Le feuilleton judiciaire commence en septembre 2010 avec une plainte d’Algérie Telecom pour recouvrer les créances qu’elle détenait sur Mobilink (286 245 393,51 dinars, soit plus de 28 milliards de centimes). La justice désigne un huissier pour la saisie du compte de l’entreprise privée (ordonnance du tribunal de Bir Mourad Raïs du 13 septembre 2010), mais curieusement, les deux parties finissent par trouver un accord à l’amiable, en vertu duquel Mobilink s’est engagé à payer seulement 40% du montant réclamé.

Le deuxième volet de l’affaire, celui qui aboutira au paiement de 2,8 milliards de dinars par AT, a commencé simultanément. En septembre 2010, l’opérateur privé entame l’enlèvement des cabines déployées, sans avoir tenté d’amener l’autre partie à respecter les clauses de la convention, à supposer qu’il y a eu des « dysfonctionnements » ou des « anomalies » dans leur application. En tout cas, dans le dossier de l’affaire dont TSA détient une copie, il n’est nullement fait référence à des mises en demeure. Pourquoi ? Mystère.

Mobilink s’est aussi empressé de recourir à la justice pour demander une indemnisation de l’ordre de 3 milliards de dinars. Le feuilleton durera jusqu’en 2018. Algérie Telecom est condamnée par le tribunal d’El Harrach en décembre 2017 à payer la somme de 2 778 987 690, 51 dinars à Mobilink, soit plus de 277 milliards de centimes. AT introduit un appel auprès de la cour d’Alger puis un pourvoi en cassation à la cour suprême en juin 2018, mais elle a dû payer au final la somme réclamée.

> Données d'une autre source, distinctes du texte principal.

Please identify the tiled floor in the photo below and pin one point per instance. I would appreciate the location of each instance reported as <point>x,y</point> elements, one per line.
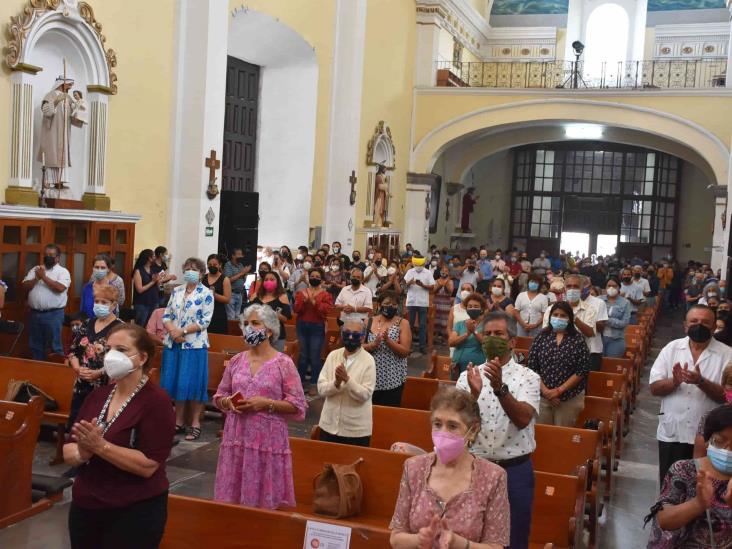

« La Cour de justice d’Alger a émis une décision de séquestre de tous les comptes de l’entreprise Algérie Télécom dans toutes les banques, ce qui aurait pu conduire au gel total des activités de l’entreprise, ce qui l’a obligée à exécuter l’arrêté de la Cour portant sur le paiement du dédommagement », écrit la société dans son communiqué.

Avec les frais d’exécution le montant total déboursé par l’entreprise publique s’élève à plus de 281 milliards de centimes.